Wednesday, August 6, 2008

Diary readings

It's a rainy day, and I'm curled up in my chair reading old diary entries. Specifically, I'm reading diary entries from my months in Argentina. A long lunchtime chat with a French intern at office today made me nostalgic, so I decided to go back.

Reading those long-ago entries is weird. I'm struck by how much I wrote about people and feelings, how little I wrote about places. Given that I was in my first experience of a truly foreign land, you'd think that I would spend a large part of my diary time documenting the place I was in and the new experiences I was having. But I hardly see any of that; my entires record the mundane; they talk about friends there just as I now talk about friends here, they talk about many of the same feelings as I talk about now... really, it would be easy not to even notice I was in a different world.

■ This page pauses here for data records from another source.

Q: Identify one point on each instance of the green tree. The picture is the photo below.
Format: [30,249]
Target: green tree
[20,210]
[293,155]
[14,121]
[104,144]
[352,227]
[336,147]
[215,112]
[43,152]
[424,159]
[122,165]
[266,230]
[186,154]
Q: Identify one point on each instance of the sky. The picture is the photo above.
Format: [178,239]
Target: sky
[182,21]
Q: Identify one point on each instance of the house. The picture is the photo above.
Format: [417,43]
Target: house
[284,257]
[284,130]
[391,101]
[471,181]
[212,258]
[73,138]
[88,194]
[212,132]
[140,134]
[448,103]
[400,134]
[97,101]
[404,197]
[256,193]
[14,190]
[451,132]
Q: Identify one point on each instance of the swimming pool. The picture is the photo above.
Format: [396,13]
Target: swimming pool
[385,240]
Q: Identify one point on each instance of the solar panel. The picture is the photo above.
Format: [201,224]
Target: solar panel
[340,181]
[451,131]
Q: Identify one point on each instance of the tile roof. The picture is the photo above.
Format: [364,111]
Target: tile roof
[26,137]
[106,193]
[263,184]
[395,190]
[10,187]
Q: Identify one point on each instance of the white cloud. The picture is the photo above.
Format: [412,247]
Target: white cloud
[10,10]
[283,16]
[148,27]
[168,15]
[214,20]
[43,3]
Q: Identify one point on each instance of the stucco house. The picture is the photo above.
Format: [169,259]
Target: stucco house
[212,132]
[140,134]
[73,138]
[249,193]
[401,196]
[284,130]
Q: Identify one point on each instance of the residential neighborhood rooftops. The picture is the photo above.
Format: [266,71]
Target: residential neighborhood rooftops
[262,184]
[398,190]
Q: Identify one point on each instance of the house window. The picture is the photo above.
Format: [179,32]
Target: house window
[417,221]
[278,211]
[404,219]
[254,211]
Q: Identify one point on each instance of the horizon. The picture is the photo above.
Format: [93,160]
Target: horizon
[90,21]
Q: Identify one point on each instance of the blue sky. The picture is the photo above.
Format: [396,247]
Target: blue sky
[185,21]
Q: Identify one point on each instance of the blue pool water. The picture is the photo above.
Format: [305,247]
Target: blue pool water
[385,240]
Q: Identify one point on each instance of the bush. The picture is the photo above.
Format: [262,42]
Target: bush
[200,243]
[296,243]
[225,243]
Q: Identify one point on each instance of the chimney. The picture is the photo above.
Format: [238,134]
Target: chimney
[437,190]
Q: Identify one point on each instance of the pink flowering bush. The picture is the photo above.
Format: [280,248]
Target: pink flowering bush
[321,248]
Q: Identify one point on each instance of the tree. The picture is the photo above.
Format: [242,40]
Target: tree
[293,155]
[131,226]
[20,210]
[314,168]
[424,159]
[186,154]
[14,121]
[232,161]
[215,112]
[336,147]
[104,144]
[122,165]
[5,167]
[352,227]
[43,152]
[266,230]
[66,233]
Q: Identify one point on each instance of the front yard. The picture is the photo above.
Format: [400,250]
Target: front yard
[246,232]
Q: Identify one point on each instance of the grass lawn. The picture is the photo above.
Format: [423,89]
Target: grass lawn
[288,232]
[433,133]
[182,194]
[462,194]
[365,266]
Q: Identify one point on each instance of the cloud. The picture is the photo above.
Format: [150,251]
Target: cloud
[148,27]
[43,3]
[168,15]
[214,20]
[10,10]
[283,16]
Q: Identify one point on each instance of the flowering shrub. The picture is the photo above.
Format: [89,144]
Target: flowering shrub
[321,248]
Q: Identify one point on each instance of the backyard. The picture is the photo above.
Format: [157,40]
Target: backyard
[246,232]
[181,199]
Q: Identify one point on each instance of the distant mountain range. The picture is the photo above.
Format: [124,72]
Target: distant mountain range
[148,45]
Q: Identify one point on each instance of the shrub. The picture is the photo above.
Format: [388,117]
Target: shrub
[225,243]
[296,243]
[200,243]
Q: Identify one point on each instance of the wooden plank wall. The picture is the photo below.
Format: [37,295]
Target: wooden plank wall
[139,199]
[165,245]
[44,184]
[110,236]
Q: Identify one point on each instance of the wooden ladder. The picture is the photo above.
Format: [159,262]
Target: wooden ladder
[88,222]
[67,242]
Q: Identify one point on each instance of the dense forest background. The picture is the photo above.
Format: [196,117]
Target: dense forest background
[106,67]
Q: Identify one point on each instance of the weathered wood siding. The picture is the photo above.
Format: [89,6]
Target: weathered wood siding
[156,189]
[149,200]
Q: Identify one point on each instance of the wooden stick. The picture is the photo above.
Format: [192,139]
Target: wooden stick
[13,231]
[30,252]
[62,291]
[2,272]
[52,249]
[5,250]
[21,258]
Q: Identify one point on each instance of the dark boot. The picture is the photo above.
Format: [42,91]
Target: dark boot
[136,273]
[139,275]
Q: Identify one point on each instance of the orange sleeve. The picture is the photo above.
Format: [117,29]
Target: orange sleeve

In some ways, I regret that because I feel I haven't recorded Buenos Aires enough. I want to go back and revisit those places in my head but i can't. Kind of like how, in my last weeks there, I woke up to the fact that I had almost no photos of the place and was then clicking like crazy. I still regret not having a photo of the Bus No. 152, which carried me everywhere. That bus is actually a huge part of my memories of Argentina.

In other ways, I feel it's ok because I recorded my experience of Buenos Aires. I may never have done all the requisite sightseeing, and if I did, I may not have written about it; I wrote mostly about things that could have happened anywhere else. I recorded my arguments with people and my frustration at being in the doctor's clinic and needing to communicate my medical history in Spanish. I recorded the ways friendships were formed, the ways they grew and changed. I recorded my struggles at university and the joy of turning in complete research papers in Spanish. And occasionally, I recorded a super-cute cafe, the world cup madness around me, or the time my host mother prepared me a killingly spicy meal because she felt so terrible watching me munch green chillies with bland food!

Well, then, I think. So what if all this (well, minus the world cup madness!) could have happened anywhere else in the world? It happened to me in Argentina. And it is the most important part of my Argentine experience, the part that shaped me and changed me, the part I carry in my heart.

I'm hoping to start working on a series of essays about "home" and about my many homes. I'm hoping to draw more on photographs and document more of the wonderful places I was lucky enough to live in. But even as I do so, I will now always know that somewhere in my diary, there is a very private definition of home for each of those places... a definition I couldn't possibly share or expect anyone else to understand, but it's what makes that place home.